The average carbon dioxide emissions in the global ocean transportation sector declined nearly 6 percent in 2011 compared to the previous year, according to a study performed by Business for Social Responsibility’s Clean Cargo Working Group.
Improvements in carrier fleet efficiency and data quality contributed to the reduction in carbon emissions in the ocean shipping industry, according to the Clean Cargo study.
“The priority now is to scale up shipper use of this data and support efforts to standardize emissions calculations across the entire logistics chain,” said Angie Farraq, clean cargo project manager for the organization’s transportation and logistics practice.

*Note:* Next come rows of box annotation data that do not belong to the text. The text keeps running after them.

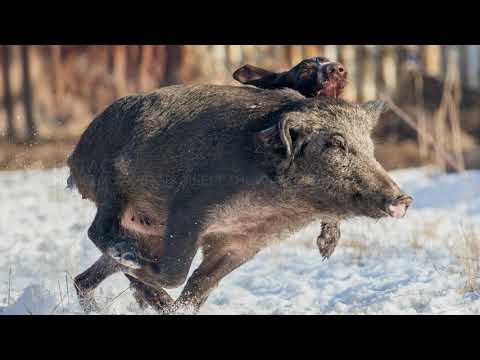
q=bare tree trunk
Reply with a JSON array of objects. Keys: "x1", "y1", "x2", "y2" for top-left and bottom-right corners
[
  {"x1": 138, "y1": 45, "x2": 153, "y2": 91},
  {"x1": 50, "y1": 45, "x2": 65, "y2": 123},
  {"x1": 355, "y1": 45, "x2": 366, "y2": 102},
  {"x1": 338, "y1": 45, "x2": 358, "y2": 101},
  {"x1": 2, "y1": 45, "x2": 17, "y2": 143},
  {"x1": 20, "y1": 45, "x2": 37, "y2": 141},
  {"x1": 164, "y1": 45, "x2": 184, "y2": 85},
  {"x1": 113, "y1": 45, "x2": 128, "y2": 96}
]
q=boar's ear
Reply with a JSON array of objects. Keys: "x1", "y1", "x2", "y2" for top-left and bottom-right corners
[
  {"x1": 362, "y1": 100, "x2": 389, "y2": 128},
  {"x1": 233, "y1": 64, "x2": 283, "y2": 89}
]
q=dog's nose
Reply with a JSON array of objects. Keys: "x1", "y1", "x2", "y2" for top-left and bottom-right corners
[{"x1": 326, "y1": 63, "x2": 345, "y2": 75}]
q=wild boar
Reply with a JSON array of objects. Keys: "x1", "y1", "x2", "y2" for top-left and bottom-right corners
[
  {"x1": 68, "y1": 85, "x2": 412, "y2": 313},
  {"x1": 233, "y1": 57, "x2": 348, "y2": 260}
]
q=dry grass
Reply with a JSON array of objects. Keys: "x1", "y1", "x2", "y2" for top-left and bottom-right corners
[{"x1": 458, "y1": 227, "x2": 480, "y2": 294}]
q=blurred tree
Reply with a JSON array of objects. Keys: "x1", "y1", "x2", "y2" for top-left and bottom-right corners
[
  {"x1": 20, "y1": 45, "x2": 37, "y2": 142},
  {"x1": 163, "y1": 45, "x2": 184, "y2": 85},
  {"x1": 2, "y1": 45, "x2": 17, "y2": 142}
]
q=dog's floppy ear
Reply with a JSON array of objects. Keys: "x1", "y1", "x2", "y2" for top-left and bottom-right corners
[{"x1": 233, "y1": 64, "x2": 284, "y2": 89}]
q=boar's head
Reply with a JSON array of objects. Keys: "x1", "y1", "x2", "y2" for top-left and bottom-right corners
[{"x1": 255, "y1": 97, "x2": 412, "y2": 218}]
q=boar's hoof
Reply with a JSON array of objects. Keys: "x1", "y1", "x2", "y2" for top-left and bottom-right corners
[
  {"x1": 106, "y1": 241, "x2": 143, "y2": 269},
  {"x1": 78, "y1": 294, "x2": 101, "y2": 314},
  {"x1": 317, "y1": 223, "x2": 341, "y2": 260}
]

Gorm Kjaerboll, ocean operations manager at Electrolux, noted that the data allows Electrolux to track the actual carbon dioxide emissions of the carriers the company ships with. “As a shipper, we need good quality data to set and deliver on our own carbon footprint targets,” Kjaerboll said.

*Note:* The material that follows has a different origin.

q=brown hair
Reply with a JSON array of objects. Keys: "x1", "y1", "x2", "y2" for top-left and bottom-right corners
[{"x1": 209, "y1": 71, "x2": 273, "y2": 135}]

The Clean Cargo Working Group, a carrier-shipper initiative dedicated to improving the environmental performance of marine container transport, is comprised of some 30 companies equally split between shippers and carriers.
The group has developed tools and methodologies to gather vessel-by-vessel environmental performance data on emissions, particularly carbon footprint data. This is the third year Clean Cargo has released its emissions data. The data covers about 2,000 vessels from 13 shipping lines that collectively represent more than 60 percent of the global container fleet.